The wisdom of the Founders is illustrated over and over again—in this case, in their making the Constitution capable of being altered, but not easily. Its main problem is that it has so few stalwart defenders, citing the 10th Amendment and fighting off erosion and distortion.
I have yet to hear the whole “make D.C a state” howl addressed with the citing of its establishment IN THE CONSTITUTION: People, including top Dems, keep acting like all it would take would be a vote, by Congress or maybe a national vote, to make D.C. a state. No one ever seems to point out that this would not only call for a Constitutional amendment to Article 1, Section 8, Clause 17, which established a federal district that is not a state for the reason explained by James Madison—that a separate federal district would prevent any state from holding too much power by being home to the national government— it would probably call for creating a different federal district somewhere else, or just abandoning the whole concept, which puts Central Authority right back in the spotlight again.

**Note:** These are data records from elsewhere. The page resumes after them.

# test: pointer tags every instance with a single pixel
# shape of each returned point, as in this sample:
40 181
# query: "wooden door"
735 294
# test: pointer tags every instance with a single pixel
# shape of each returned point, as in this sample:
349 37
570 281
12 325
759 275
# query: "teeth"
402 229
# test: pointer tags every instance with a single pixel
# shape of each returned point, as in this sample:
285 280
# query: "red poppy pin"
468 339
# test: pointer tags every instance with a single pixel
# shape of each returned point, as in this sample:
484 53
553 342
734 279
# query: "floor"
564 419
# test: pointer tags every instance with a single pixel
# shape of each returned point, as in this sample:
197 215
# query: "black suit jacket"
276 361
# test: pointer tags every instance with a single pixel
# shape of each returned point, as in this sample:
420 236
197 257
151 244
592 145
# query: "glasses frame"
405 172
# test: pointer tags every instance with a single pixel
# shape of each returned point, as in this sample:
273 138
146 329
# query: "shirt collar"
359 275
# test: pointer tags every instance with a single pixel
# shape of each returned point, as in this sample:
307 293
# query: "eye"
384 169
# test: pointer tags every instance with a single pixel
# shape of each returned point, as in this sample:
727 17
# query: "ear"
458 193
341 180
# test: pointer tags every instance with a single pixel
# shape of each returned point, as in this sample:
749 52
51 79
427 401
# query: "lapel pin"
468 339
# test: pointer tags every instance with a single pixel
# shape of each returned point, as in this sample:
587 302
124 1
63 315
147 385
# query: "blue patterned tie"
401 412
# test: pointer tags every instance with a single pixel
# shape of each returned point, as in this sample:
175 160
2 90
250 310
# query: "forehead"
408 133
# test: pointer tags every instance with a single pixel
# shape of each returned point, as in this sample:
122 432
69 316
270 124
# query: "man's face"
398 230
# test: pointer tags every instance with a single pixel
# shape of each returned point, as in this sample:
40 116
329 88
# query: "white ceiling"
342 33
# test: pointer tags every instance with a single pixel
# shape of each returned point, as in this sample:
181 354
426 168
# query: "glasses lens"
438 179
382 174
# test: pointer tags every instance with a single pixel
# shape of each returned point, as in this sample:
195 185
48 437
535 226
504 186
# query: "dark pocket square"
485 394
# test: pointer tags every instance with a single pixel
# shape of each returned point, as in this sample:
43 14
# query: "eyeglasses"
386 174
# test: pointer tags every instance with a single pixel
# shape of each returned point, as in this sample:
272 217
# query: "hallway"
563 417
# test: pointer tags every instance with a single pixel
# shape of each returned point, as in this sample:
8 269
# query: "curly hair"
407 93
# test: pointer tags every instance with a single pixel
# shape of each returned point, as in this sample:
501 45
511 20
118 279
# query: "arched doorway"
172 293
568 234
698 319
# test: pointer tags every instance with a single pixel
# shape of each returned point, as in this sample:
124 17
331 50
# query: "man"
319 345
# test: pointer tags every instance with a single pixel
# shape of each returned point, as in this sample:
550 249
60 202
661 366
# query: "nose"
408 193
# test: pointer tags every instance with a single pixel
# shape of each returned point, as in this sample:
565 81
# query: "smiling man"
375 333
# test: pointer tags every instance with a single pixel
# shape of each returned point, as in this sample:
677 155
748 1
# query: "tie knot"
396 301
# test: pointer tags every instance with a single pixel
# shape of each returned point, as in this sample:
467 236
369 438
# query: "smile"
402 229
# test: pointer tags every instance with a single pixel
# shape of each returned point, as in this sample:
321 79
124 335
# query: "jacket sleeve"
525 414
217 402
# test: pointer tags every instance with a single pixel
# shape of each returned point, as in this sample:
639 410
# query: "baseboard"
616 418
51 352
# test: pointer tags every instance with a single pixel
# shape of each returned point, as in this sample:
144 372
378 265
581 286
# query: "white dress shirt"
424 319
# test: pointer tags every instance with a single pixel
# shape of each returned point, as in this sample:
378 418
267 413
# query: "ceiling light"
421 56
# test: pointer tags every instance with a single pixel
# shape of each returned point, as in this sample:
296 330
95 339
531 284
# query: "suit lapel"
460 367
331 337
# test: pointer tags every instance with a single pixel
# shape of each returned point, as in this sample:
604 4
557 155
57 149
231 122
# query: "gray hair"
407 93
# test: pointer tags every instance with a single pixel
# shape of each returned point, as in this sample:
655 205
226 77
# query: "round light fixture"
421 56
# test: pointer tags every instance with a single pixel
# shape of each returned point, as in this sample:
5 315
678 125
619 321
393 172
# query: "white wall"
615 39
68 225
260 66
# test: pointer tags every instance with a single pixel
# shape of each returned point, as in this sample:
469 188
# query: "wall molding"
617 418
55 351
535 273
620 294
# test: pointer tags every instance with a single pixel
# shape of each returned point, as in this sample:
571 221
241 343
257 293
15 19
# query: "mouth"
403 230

Every now and then someone points out that it is unconstitutional to have a federal law about abortion—that is, much the same argument that resulted in overturning Roe V Wade. But we still hear some Republican leaders muttering about doing this. It’s infuriating.
So far the only “defense” I have heard of Project 2025 is, when some nut claims it says something outrageous, a denial that it does. How about an explanation that its intent is to return the nation, at least as much as possible, to its Constitutional roots of governance?
Take this egregious lie from the AP (no surprise there) which insists The 922-page plan proposes a dramatic expansion of presidential power and a plan to fire as many as 50,000 government workers to replace them with former President Donald Trump loyalists who will carry out a hard-right agenda without complaint ….. OK, it was stupid to be so specific about a possible outcome of loosening the rules on the ability to fire bureaucrats, but this canard just sits there, ripening as it goes unchallenged.
Sites that posture as independent and objective analysts of Project 2025, likr “Verify”, are actually inserting personal commentary, “explaining” things from a partisan point of view. For example, while it doesn’t repeat the claim that there “is a plan to fire as many as 50,000 government workers” it does editorialize when it says that many of those fired under the changing standards would be replaced with people vetted for their “conservative” views. This is very sneaky, because they carefully avoid reminding people that to many if not most people these days “conservative” has a purely political connotation, and is not simply allegiance to Constitutional governance. With that as a criterion the whole thing changes to hiring people who do not see their positions as unelected appointees as giving them the authority to legislate through fiat, merely by passing regulations and rules.
It’s this flaccid and tepid defense of attacks on the Constitution and efforts to govern accordingly that leads to so many problems. The poor writing of the document doesn’t help. The best site I have found for addressing the lies is this one:
I’m just spitballin’ here, but it seems to me in light recent revelations of federal law enforcement agencies deleting texts and emails, and DHS refusing to turn over subpoenaed information to Congress, that we need a Constitutional amendment to provide Congress with its own independent, armed enforcement group for when those empowered to enforce the nations laws are themselves the lawbreakers.
That would be a fun debate. Kind of a Congressional Marshal Service? Could we just do it via legislation? Call it the CLEAN Act—Congressional Law Enforcement Authority Now
The Clean Act – has a nice ring to it.